Coach Kevin Rooney held a meeting with his Sherman Oaks Notre Dame football team on Halloween, and he found that keeping a straight face was extremely difficult. Linebacker Anthony McDonald showed up as Dog the Bounty Hunter. A teammate was Scooby-Doo and another was dressed as
Then there was 6-foot-5, 230-pound quarterback Dayne Crist, set to join Coach Charlie Weis next fall at the University of Notre Dame. Wearing a green top hat, green coat, green tie, green scarf and socks up to his knees, Crist turned himself into a giant leprechaun.
"It was a little snug, but it was fun," he said of his outfit.
Leprechauns are part of Irish mythology. They bury their treasure in secret places. But Crist's pot of gold is visible for all to see. It's his engaging, incorruptible personality and his unwavering commitment to succeed.

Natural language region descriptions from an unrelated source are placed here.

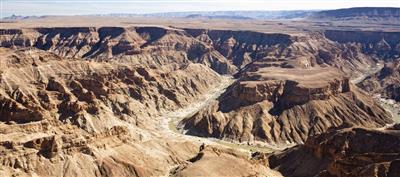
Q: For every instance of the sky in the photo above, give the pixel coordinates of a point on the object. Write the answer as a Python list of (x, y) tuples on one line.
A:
[(83, 7)]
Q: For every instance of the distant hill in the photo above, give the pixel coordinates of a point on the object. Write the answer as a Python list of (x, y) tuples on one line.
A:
[(358, 13), (243, 15)]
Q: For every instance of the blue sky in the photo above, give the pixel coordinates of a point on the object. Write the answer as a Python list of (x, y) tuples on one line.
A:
[(81, 7)]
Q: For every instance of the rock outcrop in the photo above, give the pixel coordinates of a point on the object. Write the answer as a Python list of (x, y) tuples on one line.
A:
[(386, 82), (280, 106), (344, 152)]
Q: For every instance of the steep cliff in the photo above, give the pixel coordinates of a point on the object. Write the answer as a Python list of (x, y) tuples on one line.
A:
[(345, 152), (280, 106), (386, 82)]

"Football is not who you are, it's what you do," Principal Stephanie Connelly tells Crist. "There's so much more to Dayne."
Crist, the quarterback, is quite good though. He has passed for 2,119 yards and 16 touchdowns in helping Notre Dame to an 8-1 record entering its Friday night Serra League title decider against visiting Encino Crespi. He has developed a strong arm and excellent mobility. He also makes wise decisions, as demonstrated by having only one pass intercepted this season.

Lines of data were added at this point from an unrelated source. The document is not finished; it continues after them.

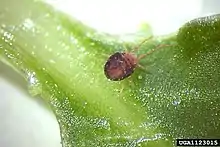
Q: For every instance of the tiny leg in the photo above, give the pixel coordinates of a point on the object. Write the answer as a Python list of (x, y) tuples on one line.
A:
[(137, 47)]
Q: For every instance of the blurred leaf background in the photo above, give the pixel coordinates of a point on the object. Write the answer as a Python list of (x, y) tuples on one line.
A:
[(179, 84)]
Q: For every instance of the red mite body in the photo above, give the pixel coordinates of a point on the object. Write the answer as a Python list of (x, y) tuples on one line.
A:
[(120, 66)]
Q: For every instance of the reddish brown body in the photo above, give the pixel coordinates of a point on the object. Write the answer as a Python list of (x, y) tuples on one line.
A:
[(120, 66)]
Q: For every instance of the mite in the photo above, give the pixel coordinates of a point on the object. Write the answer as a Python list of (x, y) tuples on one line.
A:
[(121, 65)]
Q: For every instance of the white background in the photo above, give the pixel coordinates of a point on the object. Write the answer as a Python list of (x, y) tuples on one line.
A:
[(23, 120)]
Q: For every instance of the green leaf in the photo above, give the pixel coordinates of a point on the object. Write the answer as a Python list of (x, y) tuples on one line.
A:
[(62, 60)]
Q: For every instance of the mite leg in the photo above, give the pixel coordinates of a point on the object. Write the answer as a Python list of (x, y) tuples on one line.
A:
[(137, 47)]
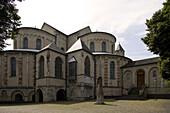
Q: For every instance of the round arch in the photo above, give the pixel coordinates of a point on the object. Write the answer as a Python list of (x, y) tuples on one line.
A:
[(61, 95), (4, 95), (151, 78), (17, 96), (140, 73), (39, 95), (31, 96)]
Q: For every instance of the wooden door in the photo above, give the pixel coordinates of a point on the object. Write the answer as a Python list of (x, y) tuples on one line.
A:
[(140, 78)]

Rooney, in his 28th season, has said that Garrett Green was his best quarterback all-time. Green, now at USC, was someone who could take off and run for an 80-yard touchdown at a moment's notice because of his exceptional speed. Though not as fast, Crist has become equally adept at guiding Notre Dame's offense, and he had a 70-yard touchdown run last week against La Puente Bishop Amat.
"He's throwing the ball extremely well and making great decisions," Rooney said.
But Crist's intangibles are what leave no doubt about his future success.
Whether standing in a huddle, walking around campus or sitting at a lunch table, Crist is a leader. People don't simply follow him because of what he says, they place their trust in him because of the way he treats others.
"Kids will run through a wall for that guy," said Dana Potter, who coached Crist in youth football. "They know he's the type of kid who'd do anything for them."
Said Crist: "When I meet someone, I try to earn their respect. The definition of leadership for me is making other people around you better."
Football is a game of emotion, and people expect the quarterback to be vocal and animated. Crist can give an inspirational halftime talk, but he's usually the calmest player on the field. He doesn't use profanity as a way to fire up a teammate and won't resort to a disingenuous dressing down of someone to get their attention.
"It goes back to that underlining theme, show people respect," he said.
When Crist speaks, people listen because they know what he says comes from his heart. When he acts decisively, people pay attention because they know it's a genuine, selfless moment.
Once a week, Crist speaks with Weis on the phone. The conversations usually last 15 to 30 minutes. They also communicate by e-mail. Crist has sensed Weis' emotional ups and downs this season as Notre Dame struggles with a 1-8 record, but he enjoys learning from his future coach.
"It's a real comfortable relationship," he said. "We talk about what's going on with their week and game plan and he's interested in knowing what we're doing. He's a very emotional person. It's tough to talk to him on the phone because you can't get facial reactions. I love his personality."
Crist loves competition, and that's why he didn't shy away from choosing a college that signed Jimmy Clausen, the most highly recruited quarterback in the nation last year. Interestingly, they both attended the same middle school for one year in Chatsworth.
"That was one of the things that excited me most about Notre Dame," Crist said. "I think I play my best football when the most pressure is put on me. I love competing. I need someone to push me."
Through the years, Crist has learned plenty from his parents, coaches, friends and teachers. Last summer, he participated in a four-day immersion program in San Jose, staying four days at a homeless shelter to learn, first-hand, about poverty and the impact charity work can have on others. What he saw and the people he met made for a "life-changing experience."
"It felt so good to serve other people and help," he said.
Connelly, Notre Dame's principal, said, "When Dayne came back and spoke to the faculty and student body, it was so inspiring because he was so humble and so real."
Crist has become a national figure at age 18, his face plastered around the Internet, with the hopes of Notre Dame's once-fabled college football program perhaps one day falling on his shoulders.
Whatever happens, he intends to follow his moral compass, and that revolves around being "a good person." That's his treasure, and no one is going to take it away.